Anonymous 0 Comments

it’s the matter of protocol (the way that computers talk to each other). e-mail has been standardized something about 40 years ago (or even earlier) and it’s always the same. whereas IM have developed their own protocols which are not compatible. there is Jabber, AIM, ICQ, GG and probably a bunch of others i forgot/didn’t hear about.

in order to make different IM programs talk to each other (cross-protocol) you would have to have a translation layer (something like a middle-man) that would convert from one to another.

Anonymous 0 Comments

Gmail, Outlook etc. are just different interfaces for the same technology, so it’s like making a phone call from an iPhone to a Samsung.

WhatsApp, Facebook Messenger etc. are entirely separate technologies, so it’d be like trying to send a fax to your car stereo.

Anonymous 0 Comments

Because there is a RFC for E-Mail but not for proprietary messaging protocols.

It’s a lot of reading and a whole rabbit hole about how RFC’s work for the internet.
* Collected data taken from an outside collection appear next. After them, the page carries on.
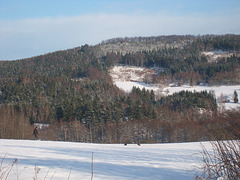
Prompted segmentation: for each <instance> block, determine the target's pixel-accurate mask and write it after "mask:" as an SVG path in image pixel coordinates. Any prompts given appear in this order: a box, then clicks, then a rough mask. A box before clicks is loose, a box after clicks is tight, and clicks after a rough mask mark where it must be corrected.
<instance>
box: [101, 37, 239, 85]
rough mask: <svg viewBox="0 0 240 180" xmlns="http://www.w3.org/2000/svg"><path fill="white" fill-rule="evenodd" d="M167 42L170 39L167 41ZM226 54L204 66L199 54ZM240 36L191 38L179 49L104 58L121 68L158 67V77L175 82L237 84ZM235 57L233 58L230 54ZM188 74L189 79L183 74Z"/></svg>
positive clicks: (107, 56) (104, 57)
mask: <svg viewBox="0 0 240 180" xmlns="http://www.w3.org/2000/svg"><path fill="white" fill-rule="evenodd" d="M169 38H170V37H169ZM217 50H221V51H228V52H229V53H230V52H231V53H232V54H233V55H232V56H230V57H223V58H220V59H218V60H217V61H215V62H208V60H207V57H206V56H205V55H203V54H202V52H203V51H217ZM239 51H240V36H239V35H224V36H214V35H206V36H199V37H192V42H191V43H190V42H188V43H186V45H184V46H182V47H181V48H179V47H178V48H177V47H170V48H169V47H163V48H159V49H154V50H151V51H144V50H143V51H138V52H136V53H127V54H124V55H122V54H121V53H120V52H118V53H115V52H110V53H108V54H107V55H106V56H105V57H103V58H104V61H105V62H107V64H111V65H113V64H116V63H120V64H125V65H131V66H141V67H159V68H163V69H164V71H161V72H159V76H166V75H167V76H170V77H171V78H172V79H174V80H177V81H179V82H188V83H189V82H190V81H191V82H192V83H194V84H199V83H200V82H204V83H209V84H239V83H240V82H239V71H238V70H239V68H240V57H239ZM234 53H235V54H234ZM189 73H191V76H186V74H189Z"/></svg>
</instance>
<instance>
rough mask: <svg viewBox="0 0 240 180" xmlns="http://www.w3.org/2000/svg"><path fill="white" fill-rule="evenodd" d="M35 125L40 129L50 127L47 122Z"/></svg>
mask: <svg viewBox="0 0 240 180" xmlns="http://www.w3.org/2000/svg"><path fill="white" fill-rule="evenodd" d="M33 125H34V127H38V128H39V129H46V128H48V127H49V124H46V123H34V124H33Z"/></svg>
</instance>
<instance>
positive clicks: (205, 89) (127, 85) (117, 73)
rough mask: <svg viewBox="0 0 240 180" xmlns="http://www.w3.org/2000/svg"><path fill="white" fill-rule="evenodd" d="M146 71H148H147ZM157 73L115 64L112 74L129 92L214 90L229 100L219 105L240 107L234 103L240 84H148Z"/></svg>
mask: <svg viewBox="0 0 240 180" xmlns="http://www.w3.org/2000/svg"><path fill="white" fill-rule="evenodd" d="M145 72H146V73H145ZM154 73H156V71H155V70H154V69H149V68H141V67H133V66H114V68H113V69H111V71H110V74H111V76H112V79H113V82H114V84H115V85H116V86H117V87H118V88H120V89H122V90H123V91H125V92H127V93H129V92H131V90H132V88H133V87H134V86H135V87H139V88H140V89H143V88H145V89H146V90H153V91H154V92H155V94H162V95H171V94H173V93H176V92H180V91H183V90H185V91H197V92H200V91H205V90H206V91H208V92H210V91H212V92H214V94H215V96H216V99H219V98H220V97H221V95H223V96H224V97H226V99H227V100H228V101H229V102H224V103H222V104H221V103H218V105H219V106H221V105H223V106H224V108H225V109H232V108H233V109H235V108H238V107H239V108H240V103H233V92H234V91H236V92H237V93H238V96H239V97H238V98H239V99H240V85H235V86H207V85H198V86H189V85H182V86H179V87H176V86H174V85H173V84H169V85H168V86H166V87H162V85H159V84H154V85H152V84H146V83H145V82H144V80H145V79H146V78H148V77H149V76H151V75H153V74H154Z"/></svg>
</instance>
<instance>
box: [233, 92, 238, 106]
mask: <svg viewBox="0 0 240 180" xmlns="http://www.w3.org/2000/svg"><path fill="white" fill-rule="evenodd" d="M233 101H234V103H238V94H237V91H234V93H233Z"/></svg>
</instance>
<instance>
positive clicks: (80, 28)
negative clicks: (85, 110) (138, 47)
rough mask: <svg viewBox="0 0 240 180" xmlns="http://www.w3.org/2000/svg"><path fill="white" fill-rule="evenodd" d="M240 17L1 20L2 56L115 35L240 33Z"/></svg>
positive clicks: (1, 50)
mask: <svg viewBox="0 0 240 180" xmlns="http://www.w3.org/2000/svg"><path fill="white" fill-rule="evenodd" d="M239 18H240V17H239V16H232V17H230V16H226V17H220V16H219V17H203V16H199V17H198V16H192V17H190V16H186V17H184V16H182V17H174V16H166V15H163V14H156V15H149V16H142V15H120V14H111V15H107V14H99V15H84V16H76V17H58V18H50V17H49V18H39V19H24V20H0V27H1V28H0V39H1V42H0V59H18V58H25V57H30V56H35V55H39V54H43V53H47V52H52V51H55V50H59V49H68V48H72V47H76V46H80V45H83V44H85V43H88V44H92V45H94V44H97V43H100V42H101V41H102V40H106V39H109V38H113V37H132V36H157V35H169V34H195V35H197V34H225V33H235V34H236V33H238V34H239V33H240V23H239Z"/></svg>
https://emailstuff.org/rfc

Anonymous 0 Comments

Gmail, yahoo, and outlook speak the same “language”to each other, but WhatsApp, Messenger, and iMessage decided to speak different languages.

Anonymous 0 Comments

There was a time when companies would go out of their way to adopt most Internet protocols just to have presence on the internet. AOL started out with screen names which they then extended to the @aol.com address. Apple did the same with AppleLink. Compuserve and Delphi as well. Most large tech companies also adopted protocols like FTP and pushed a presence on the early search databases like veronica and archie many even had usenet newsgroups.

When it comes to Application layer protocols with proprietary technologies, making them open is usually considered overhead with few returns. When you make your technology an open standard you cede a lot of control of it and lose the ability to maximize your profit from it.
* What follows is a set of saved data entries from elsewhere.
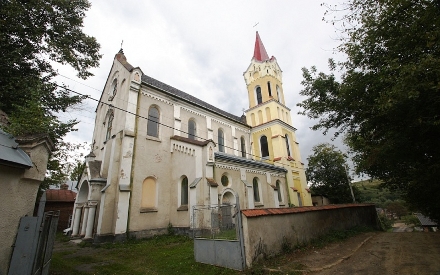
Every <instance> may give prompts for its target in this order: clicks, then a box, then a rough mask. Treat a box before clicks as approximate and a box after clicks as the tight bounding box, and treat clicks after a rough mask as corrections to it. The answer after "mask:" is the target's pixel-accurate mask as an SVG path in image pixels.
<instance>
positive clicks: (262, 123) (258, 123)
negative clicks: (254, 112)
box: [258, 110, 263, 124]
mask: <svg viewBox="0 0 440 275" xmlns="http://www.w3.org/2000/svg"><path fill="white" fill-rule="evenodd" d="M258 124H263V112H262V111H261V110H259V111H258Z"/></svg>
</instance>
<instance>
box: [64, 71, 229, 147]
mask: <svg viewBox="0 0 440 275" xmlns="http://www.w3.org/2000/svg"><path fill="white" fill-rule="evenodd" d="M60 76H62V77H64V78H66V79H69V80H72V81H74V82H76V83H78V84H81V85H83V86H86V87H88V88H91V89H93V90H96V91H98V92H101V90H99V89H96V88H94V87H91V86H89V85H86V84H84V83H82V82H79V81H77V80H74V79H72V78H70V77H68V76H65V75H62V74H60ZM66 89H67V88H66ZM114 98H116V99H118V100H120V101H122V102H125V103H127V104H131V105H135V104H133V103H131V102H129V101H128V100H124V99H123V98H120V97H119V96H115V97H114ZM141 109H142V110H147V109H145V108H143V107H141ZM87 112H90V111H88V110H87ZM90 113H91V112H90ZM162 117H165V118H168V119H170V120H172V119H174V117H169V116H166V115H162ZM179 131H181V130H179ZM203 133H206V134H207V133H208V132H207V131H203ZM202 139H203V138H202ZM225 140H226V141H230V142H233V140H230V139H228V138H225ZM227 148H229V147H227Z"/></svg>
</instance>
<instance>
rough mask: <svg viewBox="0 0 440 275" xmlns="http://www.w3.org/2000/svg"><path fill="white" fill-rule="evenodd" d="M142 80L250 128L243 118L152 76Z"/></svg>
mask: <svg viewBox="0 0 440 275" xmlns="http://www.w3.org/2000/svg"><path fill="white" fill-rule="evenodd" d="M141 79H142V82H143V83H144V84H147V85H149V86H152V87H155V88H157V89H159V90H162V91H164V92H166V93H168V94H170V95H172V96H175V97H178V98H181V99H183V100H185V101H187V102H189V103H192V104H195V105H197V106H199V107H201V108H203V109H206V110H208V111H211V112H214V113H217V114H219V115H221V116H223V117H226V118H229V119H231V120H234V121H235V122H238V123H240V124H242V125H246V126H248V125H247V124H246V123H243V121H242V120H241V117H239V116H236V115H233V114H231V113H228V112H226V111H223V110H221V109H219V108H217V107H215V106H213V105H211V104H209V103H206V102H205V101H203V100H200V99H198V98H197V97H194V96H192V95H190V94H187V93H185V92H183V91H181V90H179V89H176V88H174V87H172V86H170V85H168V84H165V83H163V82H160V81H159V80H156V79H154V78H152V77H150V76H147V75H145V74H144V75H142V78H141ZM248 127H250V126H248Z"/></svg>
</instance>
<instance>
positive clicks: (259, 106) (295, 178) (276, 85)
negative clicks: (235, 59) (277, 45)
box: [243, 32, 312, 206]
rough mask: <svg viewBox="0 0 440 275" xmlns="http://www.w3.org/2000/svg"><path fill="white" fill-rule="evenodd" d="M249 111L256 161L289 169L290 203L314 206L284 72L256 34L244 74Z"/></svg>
mask: <svg viewBox="0 0 440 275" xmlns="http://www.w3.org/2000/svg"><path fill="white" fill-rule="evenodd" d="M243 76H244V80H245V82H246V85H247V90H248V98H249V109H248V110H246V111H245V115H246V120H247V123H248V124H249V125H251V126H252V130H251V139H252V140H251V143H252V145H251V148H252V153H253V155H254V156H255V158H256V160H261V161H265V162H268V163H271V164H274V165H277V166H282V167H284V168H285V169H286V170H287V174H286V185H287V188H286V189H287V190H288V193H289V201H290V204H291V205H294V206H311V205H312V199H311V196H310V191H309V189H308V187H307V180H306V176H305V171H304V164H303V163H302V162H301V154H300V151H299V144H298V142H296V137H295V131H296V129H295V128H294V127H293V126H292V120H291V115H290V109H289V108H288V107H287V106H286V105H285V100H284V91H283V85H282V84H283V82H282V71H281V68H280V66H279V65H278V62H277V60H276V58H275V57H274V56H272V57H270V58H269V56H268V54H267V52H266V49H265V48H264V45H263V42H262V41H261V38H260V36H259V34H258V32H257V35H256V40H255V48H254V56H253V58H252V61H251V64H250V65H249V67H248V68H247V70H246V71H245V72H244V73H243Z"/></svg>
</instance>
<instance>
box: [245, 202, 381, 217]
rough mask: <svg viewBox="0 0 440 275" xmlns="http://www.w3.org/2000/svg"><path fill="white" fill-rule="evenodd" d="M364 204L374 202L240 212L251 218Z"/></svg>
mask: <svg viewBox="0 0 440 275" xmlns="http://www.w3.org/2000/svg"><path fill="white" fill-rule="evenodd" d="M365 206H374V204H363V203H349V204H332V205H322V206H303V207H290V208H263V209H245V210H241V212H242V213H243V215H245V216H246V217H248V218H252V217H259V216H270V215H285V214H291V213H304V212H310V211H322V210H329V209H338V208H348V207H365Z"/></svg>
Short answer today: because of money

Anonymous 0 Comments

All emails run on the same protocols. SMTP to send, and either IMAP or POP3 to receive. This makes them much more flexible. Specifically having SMTP as the standard for sending messages – as your web client either uses IMAP or POP3 to download the message from the web server, not both.

That COULD be possible with other message apps, if they allowed it and built their programs to do so. However, all of the messengers were developed in house behind closed doors with proprietary code. Sharing that code would be the same thing as sharing their income.

It helps that the email protocols were largely built off of the original protocols (and I think smtp may still be in its original form, save for optimization) so the newer versions of The post office protocol (POP2, then POP3) were still built off of the same tech and scaffolding that could already relay with email servers, plus IMAP was made already knowing what protocols it needs to line up with

Anonymous 0 Comments

Private business interests over the common good. That’s the answer, now for the rant:

This has always been my problem with the messaging apps. They’ve created islands/ clans in communications, dictated by those with higher social clout. Communications is a basic human right, but now I’m having to check if a person has the same app as me in order to communicate. Add to that the fact that the companies are hoovering up so much personal data under the guise of ‘value added’ services, and people are reluctant/ hesitant/ unable to change.

Better to have a common protocol, and have the companies use that, and compete on services. iMessage and RCS are the last barriers allowing that to happen. All the other stuff like encryption can sit on top of that.

Anonymous 0 Comments

To integrate all messengering apps together you’d have to have a common area that delegates what message goes to what platform to what username, this could be a daunting task, but also whose going to pay for it? These apps are already closed so they have one way of operating.

if suddenly you want Whatsapp to send a message to kik, they now have to add in another parameter for what app is sending where, to who from who, new security tokens for shooting messages across this middleware, and work together to store messages across two different databases to have a chat log, which could be another nightmare in itself. There’s probably more I’m missing but those are the glaring issues I see.